By Rosa Mas Giralt
In one of Area’s issues in 2002, Cox and Watt published an article exploring paid domestic work in London’s informal economy. The authors considered how these unofficial low-paid jobs contributed to expanding the number of people working in the lower end of this employment market, therefore supporting Sassen’s (1991) thesis regarding global cities and their increasingly polarized economies. In presenting their research, the authors reported on the importance that these types of jobs had as strategies of survival for disadvantaged groups such as workers who, due to their family circumstances or migrant status were not able to access formal employment. Some of the most vulnerable women trying to make a living in this informal economy were overseas domestic workers who had been brought to the UK by their employers. Importantly, Cox and Watt (2002, 41) make reference to Anderson’s work in highlighting the situation of these overseas workers, which she published in a book in 1993 with the resonant title Britain’s secret slaves: an investigation into the plight of overseas domestic workers.
Unfortunately, in 2010, the plight of these workers continues unaddressed.
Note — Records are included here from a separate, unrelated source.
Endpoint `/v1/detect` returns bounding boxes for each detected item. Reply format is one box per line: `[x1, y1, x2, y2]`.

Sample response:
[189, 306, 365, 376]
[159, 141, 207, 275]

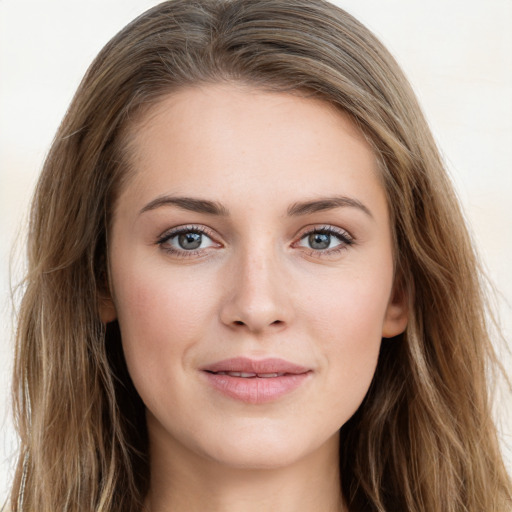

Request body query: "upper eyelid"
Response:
[295, 224, 354, 240]
[157, 224, 216, 242]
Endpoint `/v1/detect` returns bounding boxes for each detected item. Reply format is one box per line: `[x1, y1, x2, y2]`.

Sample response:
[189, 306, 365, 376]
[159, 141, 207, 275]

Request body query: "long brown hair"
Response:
[11, 1, 512, 510]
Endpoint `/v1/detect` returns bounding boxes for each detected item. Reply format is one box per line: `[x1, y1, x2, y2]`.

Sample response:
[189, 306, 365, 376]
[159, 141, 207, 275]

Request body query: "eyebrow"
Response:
[139, 194, 373, 219]
[139, 196, 229, 216]
[287, 196, 373, 218]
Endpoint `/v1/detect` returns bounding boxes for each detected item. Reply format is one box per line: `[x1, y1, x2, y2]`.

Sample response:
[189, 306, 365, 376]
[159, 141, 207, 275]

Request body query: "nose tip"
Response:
[219, 255, 292, 333]
[222, 297, 288, 333]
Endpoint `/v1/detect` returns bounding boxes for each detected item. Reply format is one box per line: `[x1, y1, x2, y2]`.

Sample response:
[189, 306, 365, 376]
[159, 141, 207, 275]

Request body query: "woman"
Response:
[10, 0, 512, 510]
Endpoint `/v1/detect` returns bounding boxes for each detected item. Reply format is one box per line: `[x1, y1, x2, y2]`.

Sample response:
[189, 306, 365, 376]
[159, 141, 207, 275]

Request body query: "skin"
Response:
[101, 83, 408, 512]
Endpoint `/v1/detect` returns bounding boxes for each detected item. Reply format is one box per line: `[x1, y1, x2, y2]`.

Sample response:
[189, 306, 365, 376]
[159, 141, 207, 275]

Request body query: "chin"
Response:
[194, 426, 339, 471]
[206, 445, 306, 470]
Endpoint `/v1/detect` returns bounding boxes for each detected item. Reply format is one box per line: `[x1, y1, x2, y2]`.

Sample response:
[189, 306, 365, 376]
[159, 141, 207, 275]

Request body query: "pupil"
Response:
[178, 232, 202, 250]
[309, 233, 330, 250]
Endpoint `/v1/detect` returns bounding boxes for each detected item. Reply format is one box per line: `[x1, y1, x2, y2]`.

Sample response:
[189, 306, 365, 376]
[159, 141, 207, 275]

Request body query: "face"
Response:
[103, 84, 407, 471]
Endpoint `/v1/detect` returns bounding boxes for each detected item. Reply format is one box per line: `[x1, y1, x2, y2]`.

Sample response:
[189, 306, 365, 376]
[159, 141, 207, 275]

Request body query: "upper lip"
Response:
[201, 357, 311, 375]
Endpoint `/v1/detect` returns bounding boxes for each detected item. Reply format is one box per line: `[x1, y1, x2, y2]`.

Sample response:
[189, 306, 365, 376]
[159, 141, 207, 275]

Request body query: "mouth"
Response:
[207, 371, 288, 378]
[201, 356, 310, 375]
[201, 357, 312, 404]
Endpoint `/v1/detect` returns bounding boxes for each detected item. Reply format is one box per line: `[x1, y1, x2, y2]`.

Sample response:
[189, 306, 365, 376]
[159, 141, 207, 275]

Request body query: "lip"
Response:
[200, 357, 312, 404]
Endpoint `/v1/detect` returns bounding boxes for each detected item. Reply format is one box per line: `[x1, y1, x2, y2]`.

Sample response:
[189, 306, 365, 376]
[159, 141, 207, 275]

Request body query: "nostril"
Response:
[232, 319, 282, 327]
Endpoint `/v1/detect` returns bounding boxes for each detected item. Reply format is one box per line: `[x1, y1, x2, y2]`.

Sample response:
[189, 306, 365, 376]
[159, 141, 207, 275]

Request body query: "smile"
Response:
[211, 371, 286, 378]
[201, 357, 312, 404]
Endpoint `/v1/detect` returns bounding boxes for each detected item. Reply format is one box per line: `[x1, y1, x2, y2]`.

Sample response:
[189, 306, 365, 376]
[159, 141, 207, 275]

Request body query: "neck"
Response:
[145, 422, 345, 512]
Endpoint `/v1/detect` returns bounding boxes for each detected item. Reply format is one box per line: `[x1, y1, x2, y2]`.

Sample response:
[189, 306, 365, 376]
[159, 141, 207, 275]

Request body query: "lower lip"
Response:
[203, 372, 311, 404]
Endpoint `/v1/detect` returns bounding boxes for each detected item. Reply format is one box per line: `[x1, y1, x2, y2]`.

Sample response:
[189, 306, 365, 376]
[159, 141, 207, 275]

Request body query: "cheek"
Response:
[110, 263, 216, 390]
[301, 268, 392, 345]
[298, 270, 392, 416]
[114, 258, 215, 335]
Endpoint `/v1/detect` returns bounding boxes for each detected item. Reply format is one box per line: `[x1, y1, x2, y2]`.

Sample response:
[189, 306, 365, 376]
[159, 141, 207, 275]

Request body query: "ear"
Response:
[382, 279, 408, 338]
[98, 290, 117, 324]
[99, 294, 117, 323]
[97, 267, 117, 324]
[97, 252, 117, 323]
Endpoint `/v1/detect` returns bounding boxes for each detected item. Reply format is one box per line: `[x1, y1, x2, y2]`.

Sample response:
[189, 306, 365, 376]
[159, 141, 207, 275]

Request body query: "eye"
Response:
[157, 225, 219, 255]
[174, 231, 210, 250]
[295, 226, 353, 253]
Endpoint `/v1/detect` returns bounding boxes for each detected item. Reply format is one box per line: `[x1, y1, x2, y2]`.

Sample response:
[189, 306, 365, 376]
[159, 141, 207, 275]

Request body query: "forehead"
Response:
[116, 83, 385, 218]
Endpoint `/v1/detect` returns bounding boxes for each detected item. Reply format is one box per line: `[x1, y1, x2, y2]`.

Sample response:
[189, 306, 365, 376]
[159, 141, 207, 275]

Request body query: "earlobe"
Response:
[98, 292, 117, 323]
[97, 259, 117, 323]
[382, 282, 409, 338]
[99, 295, 117, 324]
[98, 279, 117, 323]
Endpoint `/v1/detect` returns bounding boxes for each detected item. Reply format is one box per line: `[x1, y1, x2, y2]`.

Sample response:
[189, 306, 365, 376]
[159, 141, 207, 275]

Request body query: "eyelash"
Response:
[156, 225, 218, 258]
[294, 225, 354, 258]
[156, 224, 354, 259]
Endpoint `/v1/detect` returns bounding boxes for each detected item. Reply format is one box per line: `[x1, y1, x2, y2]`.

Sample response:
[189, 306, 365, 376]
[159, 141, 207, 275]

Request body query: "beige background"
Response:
[1, 0, 511, 501]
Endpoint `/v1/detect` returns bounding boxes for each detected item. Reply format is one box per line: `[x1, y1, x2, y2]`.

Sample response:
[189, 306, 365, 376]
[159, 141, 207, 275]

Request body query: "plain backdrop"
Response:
[1, 0, 511, 502]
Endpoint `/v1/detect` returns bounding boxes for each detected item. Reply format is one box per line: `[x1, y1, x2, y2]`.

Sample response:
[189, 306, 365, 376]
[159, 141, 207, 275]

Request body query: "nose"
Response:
[219, 249, 293, 334]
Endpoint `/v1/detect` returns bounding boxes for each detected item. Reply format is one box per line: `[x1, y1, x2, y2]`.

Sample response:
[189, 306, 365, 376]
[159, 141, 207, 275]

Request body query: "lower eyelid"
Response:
[157, 240, 218, 259]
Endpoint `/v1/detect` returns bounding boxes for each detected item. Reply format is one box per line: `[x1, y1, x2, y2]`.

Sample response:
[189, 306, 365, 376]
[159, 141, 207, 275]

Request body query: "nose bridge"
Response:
[243, 248, 277, 300]
[220, 239, 291, 332]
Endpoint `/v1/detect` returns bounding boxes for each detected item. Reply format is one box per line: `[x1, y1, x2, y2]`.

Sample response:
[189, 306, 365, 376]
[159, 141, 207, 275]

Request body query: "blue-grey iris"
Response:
[179, 232, 202, 250]
[309, 233, 330, 250]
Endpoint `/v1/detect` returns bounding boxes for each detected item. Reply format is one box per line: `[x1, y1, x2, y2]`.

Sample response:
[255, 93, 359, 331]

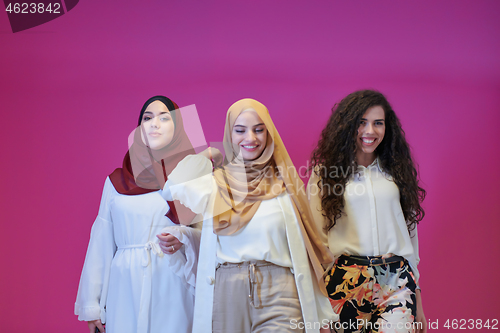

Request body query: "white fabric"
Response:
[75, 177, 198, 333]
[160, 224, 202, 294]
[216, 197, 293, 267]
[307, 158, 420, 281]
[164, 155, 338, 333]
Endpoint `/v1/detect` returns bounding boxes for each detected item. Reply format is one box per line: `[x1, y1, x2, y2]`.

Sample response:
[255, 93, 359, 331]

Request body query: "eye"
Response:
[235, 130, 245, 134]
[160, 115, 171, 121]
[142, 116, 152, 122]
[375, 121, 384, 126]
[359, 120, 366, 125]
[254, 128, 264, 133]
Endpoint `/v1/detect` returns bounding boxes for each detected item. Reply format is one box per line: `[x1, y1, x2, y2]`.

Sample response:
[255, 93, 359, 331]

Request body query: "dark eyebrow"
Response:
[360, 118, 384, 122]
[143, 111, 170, 115]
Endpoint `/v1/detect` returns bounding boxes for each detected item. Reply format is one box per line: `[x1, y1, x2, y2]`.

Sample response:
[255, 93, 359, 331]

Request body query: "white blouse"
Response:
[216, 196, 293, 267]
[163, 154, 338, 332]
[307, 158, 420, 281]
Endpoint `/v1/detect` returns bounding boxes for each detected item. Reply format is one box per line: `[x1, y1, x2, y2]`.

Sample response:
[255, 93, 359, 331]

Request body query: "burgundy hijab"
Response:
[109, 96, 195, 224]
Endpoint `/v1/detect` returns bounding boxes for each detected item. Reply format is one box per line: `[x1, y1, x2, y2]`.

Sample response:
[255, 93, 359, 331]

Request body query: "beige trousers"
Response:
[212, 261, 304, 333]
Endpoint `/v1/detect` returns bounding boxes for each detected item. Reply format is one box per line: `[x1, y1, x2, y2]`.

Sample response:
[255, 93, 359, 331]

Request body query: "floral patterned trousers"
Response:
[325, 256, 417, 333]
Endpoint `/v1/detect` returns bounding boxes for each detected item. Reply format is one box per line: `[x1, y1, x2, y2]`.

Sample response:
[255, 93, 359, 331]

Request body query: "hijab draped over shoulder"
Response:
[109, 96, 195, 224]
[213, 98, 333, 295]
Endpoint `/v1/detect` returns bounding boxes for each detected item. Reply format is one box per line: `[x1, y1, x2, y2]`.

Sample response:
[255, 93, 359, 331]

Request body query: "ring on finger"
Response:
[171, 245, 175, 252]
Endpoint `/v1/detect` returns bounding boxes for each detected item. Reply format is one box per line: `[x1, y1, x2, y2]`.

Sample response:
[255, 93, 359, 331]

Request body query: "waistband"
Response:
[216, 260, 286, 307]
[216, 260, 274, 270]
[117, 242, 164, 267]
[338, 254, 406, 267]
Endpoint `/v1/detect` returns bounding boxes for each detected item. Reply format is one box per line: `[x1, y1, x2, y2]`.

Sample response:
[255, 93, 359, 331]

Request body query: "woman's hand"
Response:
[87, 319, 105, 333]
[199, 147, 223, 167]
[157, 233, 182, 254]
[415, 289, 427, 333]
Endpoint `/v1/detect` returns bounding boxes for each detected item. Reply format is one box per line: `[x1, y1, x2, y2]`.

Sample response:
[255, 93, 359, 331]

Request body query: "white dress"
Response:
[163, 155, 337, 333]
[75, 177, 199, 333]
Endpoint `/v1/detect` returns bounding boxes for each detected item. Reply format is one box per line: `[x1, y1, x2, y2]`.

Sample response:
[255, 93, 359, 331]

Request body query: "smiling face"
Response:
[231, 110, 268, 161]
[140, 100, 175, 150]
[355, 105, 386, 166]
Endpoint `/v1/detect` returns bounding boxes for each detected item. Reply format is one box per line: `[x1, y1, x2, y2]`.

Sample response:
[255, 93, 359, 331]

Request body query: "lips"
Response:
[361, 137, 376, 145]
[149, 132, 161, 137]
[241, 144, 259, 152]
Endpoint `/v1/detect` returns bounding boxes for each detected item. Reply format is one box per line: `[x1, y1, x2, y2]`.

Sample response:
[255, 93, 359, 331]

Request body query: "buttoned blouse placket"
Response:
[359, 163, 380, 255]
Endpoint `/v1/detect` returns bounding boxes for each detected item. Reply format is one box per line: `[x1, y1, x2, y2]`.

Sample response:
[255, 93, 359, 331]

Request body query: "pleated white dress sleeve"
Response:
[162, 154, 214, 216]
[75, 177, 116, 322]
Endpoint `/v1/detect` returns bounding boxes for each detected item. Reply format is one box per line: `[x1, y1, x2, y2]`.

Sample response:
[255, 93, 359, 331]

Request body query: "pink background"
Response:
[1, 1, 499, 332]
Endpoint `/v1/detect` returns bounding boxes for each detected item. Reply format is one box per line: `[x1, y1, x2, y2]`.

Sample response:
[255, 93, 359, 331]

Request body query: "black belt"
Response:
[338, 255, 406, 267]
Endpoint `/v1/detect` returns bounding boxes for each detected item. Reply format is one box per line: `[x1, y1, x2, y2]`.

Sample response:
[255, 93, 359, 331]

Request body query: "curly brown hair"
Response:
[311, 90, 426, 232]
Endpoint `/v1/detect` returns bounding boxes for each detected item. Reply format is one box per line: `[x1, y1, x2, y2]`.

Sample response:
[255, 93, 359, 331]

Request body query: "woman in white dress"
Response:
[75, 96, 200, 333]
[163, 98, 337, 333]
[308, 90, 427, 333]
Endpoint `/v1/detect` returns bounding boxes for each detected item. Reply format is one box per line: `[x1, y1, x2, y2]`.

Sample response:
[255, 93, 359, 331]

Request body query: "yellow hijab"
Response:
[213, 98, 333, 295]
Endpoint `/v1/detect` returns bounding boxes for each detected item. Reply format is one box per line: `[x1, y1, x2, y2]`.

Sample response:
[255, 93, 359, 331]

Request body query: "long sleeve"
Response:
[162, 155, 214, 217]
[158, 225, 202, 294]
[75, 178, 117, 322]
[410, 226, 420, 265]
[408, 225, 420, 282]
[306, 170, 329, 248]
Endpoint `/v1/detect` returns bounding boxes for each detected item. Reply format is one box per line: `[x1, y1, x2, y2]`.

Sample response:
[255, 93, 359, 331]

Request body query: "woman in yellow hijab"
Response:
[163, 99, 337, 333]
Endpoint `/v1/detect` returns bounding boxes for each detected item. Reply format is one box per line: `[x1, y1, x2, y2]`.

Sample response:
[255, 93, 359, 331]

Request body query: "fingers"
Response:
[214, 156, 223, 167]
[156, 233, 169, 242]
[156, 233, 183, 254]
[204, 147, 223, 167]
[199, 148, 212, 160]
[157, 233, 177, 242]
[157, 234, 181, 246]
[159, 242, 182, 254]
[212, 148, 223, 167]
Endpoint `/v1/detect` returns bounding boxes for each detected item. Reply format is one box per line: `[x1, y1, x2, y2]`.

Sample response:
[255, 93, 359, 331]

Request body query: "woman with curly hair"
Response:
[308, 90, 427, 333]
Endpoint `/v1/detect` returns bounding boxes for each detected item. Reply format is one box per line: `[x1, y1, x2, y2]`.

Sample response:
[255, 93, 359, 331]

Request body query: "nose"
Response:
[150, 115, 160, 128]
[365, 122, 374, 134]
[245, 131, 256, 142]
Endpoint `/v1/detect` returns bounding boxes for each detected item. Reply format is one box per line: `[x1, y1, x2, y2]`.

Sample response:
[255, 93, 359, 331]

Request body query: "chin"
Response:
[239, 152, 253, 160]
[242, 155, 256, 161]
[149, 143, 168, 150]
[363, 148, 375, 154]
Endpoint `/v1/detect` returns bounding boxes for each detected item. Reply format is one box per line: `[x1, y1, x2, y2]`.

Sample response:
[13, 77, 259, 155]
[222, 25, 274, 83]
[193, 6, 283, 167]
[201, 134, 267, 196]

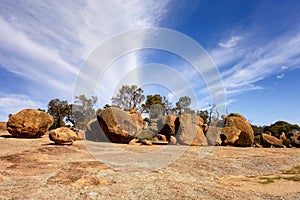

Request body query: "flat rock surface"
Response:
[1, 130, 300, 199]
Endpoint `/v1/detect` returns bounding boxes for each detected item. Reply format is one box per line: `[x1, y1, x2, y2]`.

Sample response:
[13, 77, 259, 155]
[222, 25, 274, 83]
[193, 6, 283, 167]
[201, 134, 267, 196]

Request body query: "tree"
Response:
[47, 99, 72, 128]
[263, 121, 300, 138]
[208, 104, 216, 126]
[162, 96, 173, 114]
[197, 110, 209, 123]
[176, 96, 192, 114]
[142, 94, 173, 118]
[73, 95, 98, 129]
[111, 85, 145, 111]
[149, 104, 164, 119]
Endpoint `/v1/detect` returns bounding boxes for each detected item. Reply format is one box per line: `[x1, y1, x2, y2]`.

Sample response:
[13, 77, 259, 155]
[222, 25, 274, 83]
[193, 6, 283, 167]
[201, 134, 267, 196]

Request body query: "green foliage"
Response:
[47, 98, 72, 129]
[197, 110, 209, 123]
[111, 85, 145, 111]
[263, 120, 300, 138]
[258, 177, 281, 184]
[143, 117, 150, 124]
[149, 104, 164, 118]
[73, 95, 98, 129]
[142, 94, 172, 118]
[176, 96, 192, 114]
[251, 124, 265, 136]
[254, 135, 261, 145]
[282, 165, 300, 174]
[282, 138, 290, 147]
[136, 129, 155, 140]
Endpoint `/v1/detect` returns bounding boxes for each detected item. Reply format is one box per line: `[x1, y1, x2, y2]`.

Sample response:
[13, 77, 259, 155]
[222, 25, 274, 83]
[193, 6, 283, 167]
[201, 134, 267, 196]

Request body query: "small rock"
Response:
[169, 135, 177, 145]
[139, 139, 152, 145]
[156, 134, 167, 142]
[261, 133, 284, 148]
[49, 127, 78, 145]
[129, 138, 141, 145]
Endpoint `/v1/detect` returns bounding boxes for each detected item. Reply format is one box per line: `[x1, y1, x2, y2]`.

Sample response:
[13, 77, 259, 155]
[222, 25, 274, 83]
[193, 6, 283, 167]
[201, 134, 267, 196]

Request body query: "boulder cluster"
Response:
[4, 108, 300, 148]
[5, 109, 81, 145]
[89, 107, 255, 147]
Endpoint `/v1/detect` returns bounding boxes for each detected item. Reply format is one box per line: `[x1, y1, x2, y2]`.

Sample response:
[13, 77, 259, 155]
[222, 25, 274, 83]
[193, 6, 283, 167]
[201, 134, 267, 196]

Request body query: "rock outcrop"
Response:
[261, 133, 284, 148]
[49, 127, 79, 145]
[221, 113, 254, 147]
[97, 107, 139, 143]
[7, 109, 54, 138]
[175, 114, 207, 146]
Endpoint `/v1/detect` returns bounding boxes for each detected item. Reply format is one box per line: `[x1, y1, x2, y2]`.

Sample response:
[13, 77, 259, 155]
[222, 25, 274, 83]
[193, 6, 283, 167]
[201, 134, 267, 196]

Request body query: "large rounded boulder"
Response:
[175, 114, 207, 146]
[7, 109, 54, 138]
[221, 113, 254, 147]
[97, 107, 140, 143]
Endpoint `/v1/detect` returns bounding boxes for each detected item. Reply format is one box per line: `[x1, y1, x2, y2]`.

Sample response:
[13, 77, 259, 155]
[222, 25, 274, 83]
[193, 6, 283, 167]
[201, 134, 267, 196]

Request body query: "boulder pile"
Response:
[3, 107, 299, 149]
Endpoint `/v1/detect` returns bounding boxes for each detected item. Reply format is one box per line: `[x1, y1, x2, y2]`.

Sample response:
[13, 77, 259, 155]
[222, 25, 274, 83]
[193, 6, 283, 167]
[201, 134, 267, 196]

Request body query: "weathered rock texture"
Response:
[221, 113, 254, 147]
[97, 107, 139, 143]
[1, 129, 300, 199]
[175, 114, 207, 146]
[128, 110, 144, 132]
[49, 127, 79, 145]
[0, 122, 6, 131]
[221, 126, 242, 146]
[261, 133, 284, 148]
[205, 127, 222, 146]
[7, 109, 54, 138]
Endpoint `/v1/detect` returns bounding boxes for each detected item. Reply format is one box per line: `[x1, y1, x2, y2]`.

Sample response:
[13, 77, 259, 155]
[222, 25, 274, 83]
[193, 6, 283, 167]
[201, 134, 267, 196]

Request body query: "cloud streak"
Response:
[210, 31, 300, 96]
[0, 0, 172, 121]
[218, 36, 243, 48]
[0, 93, 44, 120]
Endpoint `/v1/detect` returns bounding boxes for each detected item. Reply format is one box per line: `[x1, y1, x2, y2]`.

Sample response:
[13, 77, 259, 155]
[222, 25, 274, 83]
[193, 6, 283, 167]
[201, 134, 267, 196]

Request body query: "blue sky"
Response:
[0, 0, 300, 126]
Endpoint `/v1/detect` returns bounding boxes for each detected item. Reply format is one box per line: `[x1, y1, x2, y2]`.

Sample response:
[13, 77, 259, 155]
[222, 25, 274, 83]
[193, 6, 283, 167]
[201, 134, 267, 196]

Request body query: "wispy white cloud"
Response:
[0, 17, 77, 93]
[276, 74, 285, 79]
[0, 0, 173, 120]
[210, 31, 300, 96]
[218, 36, 243, 48]
[0, 93, 44, 121]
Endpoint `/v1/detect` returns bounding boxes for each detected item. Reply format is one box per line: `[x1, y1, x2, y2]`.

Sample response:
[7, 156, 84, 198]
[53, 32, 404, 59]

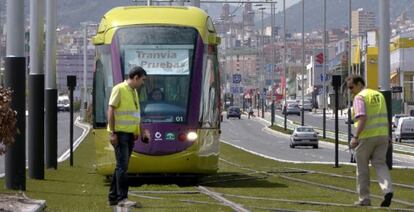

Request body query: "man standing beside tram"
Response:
[107, 66, 150, 207]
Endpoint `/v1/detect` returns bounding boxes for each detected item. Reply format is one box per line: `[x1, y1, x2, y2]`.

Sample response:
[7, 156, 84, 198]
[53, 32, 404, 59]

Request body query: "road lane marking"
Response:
[58, 116, 91, 162]
[220, 138, 414, 169]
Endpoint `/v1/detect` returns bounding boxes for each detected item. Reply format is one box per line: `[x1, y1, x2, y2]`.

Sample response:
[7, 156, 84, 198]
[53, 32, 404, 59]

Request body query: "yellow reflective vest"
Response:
[353, 89, 388, 139]
[108, 82, 141, 135]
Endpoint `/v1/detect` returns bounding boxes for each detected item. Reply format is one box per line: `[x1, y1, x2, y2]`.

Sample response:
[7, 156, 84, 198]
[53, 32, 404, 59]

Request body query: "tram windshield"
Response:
[116, 26, 197, 123]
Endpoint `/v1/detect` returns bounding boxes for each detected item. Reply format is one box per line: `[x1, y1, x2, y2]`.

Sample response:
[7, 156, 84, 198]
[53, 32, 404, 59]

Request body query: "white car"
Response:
[392, 114, 408, 129]
[290, 126, 319, 148]
[395, 116, 414, 142]
[57, 95, 70, 112]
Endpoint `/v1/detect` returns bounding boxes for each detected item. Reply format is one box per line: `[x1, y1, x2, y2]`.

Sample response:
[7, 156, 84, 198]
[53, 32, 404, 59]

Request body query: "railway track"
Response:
[125, 157, 414, 211]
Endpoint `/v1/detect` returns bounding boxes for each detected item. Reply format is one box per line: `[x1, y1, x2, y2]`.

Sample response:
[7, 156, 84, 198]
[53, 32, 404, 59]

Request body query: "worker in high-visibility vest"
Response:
[347, 75, 393, 207]
[107, 66, 149, 208]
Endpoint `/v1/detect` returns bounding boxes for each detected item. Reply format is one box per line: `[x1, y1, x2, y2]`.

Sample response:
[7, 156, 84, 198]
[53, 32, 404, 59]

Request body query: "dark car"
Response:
[227, 106, 241, 119]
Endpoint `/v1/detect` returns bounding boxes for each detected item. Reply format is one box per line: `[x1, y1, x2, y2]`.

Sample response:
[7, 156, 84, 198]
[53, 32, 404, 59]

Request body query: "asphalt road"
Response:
[0, 112, 83, 175]
[273, 109, 350, 134]
[221, 113, 414, 168]
[221, 113, 352, 164]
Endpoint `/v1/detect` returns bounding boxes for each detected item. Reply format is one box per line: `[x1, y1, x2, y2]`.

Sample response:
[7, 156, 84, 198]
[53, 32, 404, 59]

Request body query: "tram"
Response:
[92, 6, 221, 175]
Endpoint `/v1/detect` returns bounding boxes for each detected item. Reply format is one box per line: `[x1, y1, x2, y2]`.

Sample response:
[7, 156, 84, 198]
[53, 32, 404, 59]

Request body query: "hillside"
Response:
[276, 0, 414, 32]
[4, 0, 413, 31]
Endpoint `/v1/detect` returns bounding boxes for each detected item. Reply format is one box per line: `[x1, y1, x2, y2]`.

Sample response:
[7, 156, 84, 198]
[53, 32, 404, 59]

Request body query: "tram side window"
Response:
[200, 47, 220, 128]
[94, 45, 113, 128]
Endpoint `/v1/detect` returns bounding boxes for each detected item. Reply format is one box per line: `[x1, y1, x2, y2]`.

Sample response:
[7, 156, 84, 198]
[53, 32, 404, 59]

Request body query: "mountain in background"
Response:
[276, 0, 414, 32]
[11, 0, 414, 31]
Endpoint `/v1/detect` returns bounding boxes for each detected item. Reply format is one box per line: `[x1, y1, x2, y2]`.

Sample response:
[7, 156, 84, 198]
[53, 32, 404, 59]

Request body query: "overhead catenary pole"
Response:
[283, 0, 287, 130]
[379, 0, 393, 169]
[5, 0, 26, 190]
[322, 0, 327, 138]
[347, 0, 352, 152]
[28, 0, 45, 180]
[301, 0, 305, 126]
[0, 2, 3, 75]
[45, 0, 58, 169]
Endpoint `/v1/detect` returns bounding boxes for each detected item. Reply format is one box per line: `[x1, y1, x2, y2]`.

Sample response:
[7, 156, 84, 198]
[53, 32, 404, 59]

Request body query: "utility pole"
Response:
[5, 0, 26, 190]
[28, 0, 45, 180]
[301, 0, 305, 126]
[45, 0, 58, 169]
[379, 0, 393, 169]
The Guardian recently published a report by Homa Khaleeli which denounces the situation of hundreds of women who every year come to the UK as domestic workers. As the article explains, these women are in extremely vulnerable positions as they are completely dependent on their employers for their visa entitlement (they are not allowed to change employers), work and housing. Behind closed doors and without anyone to turn to, many of them are abused (forced to work for long hours and without days off) and virtually enslaved when the wages they were promised fail to materialize (as family workers they are exempt from the minimum wage entitlements). Importantly, the charity Anti Slavery UK is campaigning for the rights of these workers to be recognized so they can be guaranteed the same protection as others.